Eileen Scott of Richfield has been preparing the church’s lutefisk supper for nearly half a century. The church once saw as many as 2,000 diners, but the 1,588 they served this year was considered a good turnout.

“It’s a tradition. We draw people from all over,” Scott said.

The key to good lutefisk is preparation, Scott explains. She believes improperly prepared lutefisk greatly contributes to the dish’s poor reputation in some circles.

“I love it. I’m Swedish,” Scott said. “My husband, he’s been trying it for 53 years; he hasn’t acquired the taste.”

Neither has church member Sarah Nymo of Edina, but that didn’t stop her from volunteering to help diners through the buffet line. Younger members of the women’s circle are dedicated to carrying on the tradition even if they don’t have a taste for the fish themselves.

“It’s an important tradition the church has, and we should keep it going,” Nymo said.

Lutefisk consumption may have fallen off in recent years, but Chris Dorff, president of Olsen Fish Company, said they still sell close to half a million pounds of Lutefisk each year. Eighty-five percent of those sales come during the holiday season, between October and December, when Dorff hires temporary staff because his phone is “ringing off the hook.”

“We have a wide range of customers; that’s what’s fun about it,” Dorff said.

Family brought Dorff to lutefisk, but not in the traditional sense. His family is of German descent and his father, Roger Dorff, worked for Olsen.

The younger Dorff started there 18 years ago processing lutefisk and pickled herring over breaks from college. Since then, lutefisk sales have declined, but demand for Olsen’s pickled herring has more than filled the void.

Walk onto Olsen’s processing floor and a pungent mix of fish, caustic soda and sweet pickling solution envelopes the nose. Workers pull lutefisk fillets from 900-pound tubs and slice them into portions to be packaged for bulk or individual sale.

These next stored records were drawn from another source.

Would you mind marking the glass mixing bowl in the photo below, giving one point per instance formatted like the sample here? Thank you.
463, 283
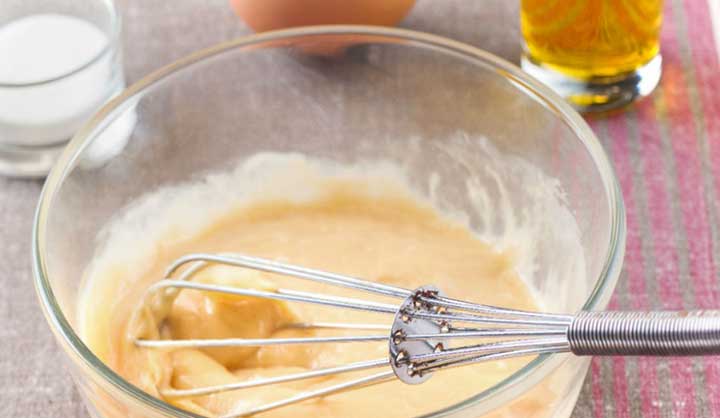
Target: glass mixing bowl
339, 93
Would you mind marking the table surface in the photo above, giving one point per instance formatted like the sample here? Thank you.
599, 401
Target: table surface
666, 150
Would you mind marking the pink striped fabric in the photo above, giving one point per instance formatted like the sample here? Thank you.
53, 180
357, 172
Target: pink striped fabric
666, 151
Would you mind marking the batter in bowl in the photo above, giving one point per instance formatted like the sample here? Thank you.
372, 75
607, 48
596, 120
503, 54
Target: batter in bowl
355, 225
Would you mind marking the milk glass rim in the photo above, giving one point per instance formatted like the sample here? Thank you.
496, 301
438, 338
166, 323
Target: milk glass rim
109, 49
497, 395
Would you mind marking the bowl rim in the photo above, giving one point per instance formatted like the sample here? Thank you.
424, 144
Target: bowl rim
502, 392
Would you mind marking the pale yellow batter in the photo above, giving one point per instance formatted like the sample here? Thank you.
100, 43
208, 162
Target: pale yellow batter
390, 239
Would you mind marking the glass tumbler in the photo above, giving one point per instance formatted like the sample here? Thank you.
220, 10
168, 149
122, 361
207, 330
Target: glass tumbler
420, 101
59, 62
598, 54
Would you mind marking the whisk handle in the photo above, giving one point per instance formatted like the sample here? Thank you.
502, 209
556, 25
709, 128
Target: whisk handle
664, 333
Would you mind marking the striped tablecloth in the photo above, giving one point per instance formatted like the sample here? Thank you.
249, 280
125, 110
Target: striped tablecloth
666, 151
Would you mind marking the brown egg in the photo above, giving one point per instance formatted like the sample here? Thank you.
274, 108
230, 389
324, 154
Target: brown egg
262, 15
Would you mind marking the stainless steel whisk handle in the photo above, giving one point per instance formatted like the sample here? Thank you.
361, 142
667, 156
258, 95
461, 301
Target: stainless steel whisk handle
682, 333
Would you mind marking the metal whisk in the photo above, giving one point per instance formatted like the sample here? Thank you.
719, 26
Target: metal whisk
425, 322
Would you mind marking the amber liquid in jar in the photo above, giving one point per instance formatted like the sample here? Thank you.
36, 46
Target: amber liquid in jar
591, 38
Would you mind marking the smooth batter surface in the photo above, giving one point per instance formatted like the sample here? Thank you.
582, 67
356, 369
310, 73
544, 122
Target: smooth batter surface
386, 237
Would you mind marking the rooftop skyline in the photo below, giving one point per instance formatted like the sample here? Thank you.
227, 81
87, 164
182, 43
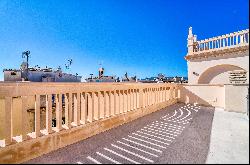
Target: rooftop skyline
140, 37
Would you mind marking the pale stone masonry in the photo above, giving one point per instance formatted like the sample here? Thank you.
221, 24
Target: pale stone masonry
210, 61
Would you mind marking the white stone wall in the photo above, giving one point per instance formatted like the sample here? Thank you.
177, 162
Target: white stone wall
233, 61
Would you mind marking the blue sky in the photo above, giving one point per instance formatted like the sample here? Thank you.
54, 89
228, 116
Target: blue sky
142, 37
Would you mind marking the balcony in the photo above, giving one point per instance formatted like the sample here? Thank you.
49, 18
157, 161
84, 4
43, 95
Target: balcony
37, 118
217, 46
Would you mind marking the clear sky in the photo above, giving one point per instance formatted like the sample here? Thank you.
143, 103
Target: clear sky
142, 37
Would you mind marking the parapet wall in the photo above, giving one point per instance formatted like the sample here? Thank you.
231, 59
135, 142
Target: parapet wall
89, 108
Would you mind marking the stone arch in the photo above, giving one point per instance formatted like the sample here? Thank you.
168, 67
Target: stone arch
217, 74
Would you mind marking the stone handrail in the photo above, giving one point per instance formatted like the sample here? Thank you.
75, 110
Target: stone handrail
225, 41
80, 103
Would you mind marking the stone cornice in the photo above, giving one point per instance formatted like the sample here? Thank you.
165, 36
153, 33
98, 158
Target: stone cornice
217, 52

Lutefisk was born out of the need to safely prepare fish that had been air-dried to preserve it, Dorff explains. Scandinavians once used the highly alkaline ashes of birch wood to clean and preserve dried fish as it was reconstituted.

Modern preparation calls for caustic soda baths followed by repeated rinses with water.

“It’s an ancient way of preserving protein,” Dorff said. “Once you put dried fish in water, the clock starts ticking. Adding the solution preserves and washes the fish, raising the pH so it lasts longer.”

Olsen’s now uses kiln-dried fish for its lutefisk, but they still import the air-dried variety. Locally, Nigerian immigrants boil and serve this fish or use it in soup, Dorff said.

Demand for lutefisk may be slowly declining, but Dorff doesn’t expect it to ever go away completely. He isn’t expecting a full-blown lutefisk revival either.

“Here, we have a melting pot, but people still find away to hold on to their heritage,” Dorff said. “If it’s prepared right, they’d probably appreciate it.”

And there are plenty from younger generations who enjoy lutefisk. Edina resident Ali Stepnes and her father Jeff Lundy of Jordan make sure they get to Mount Olivet every year.

“We come here because they have great lutefisk,” said Stepnes, who grew up eating lutefisk. “You have to be around it or you’ll never try it.”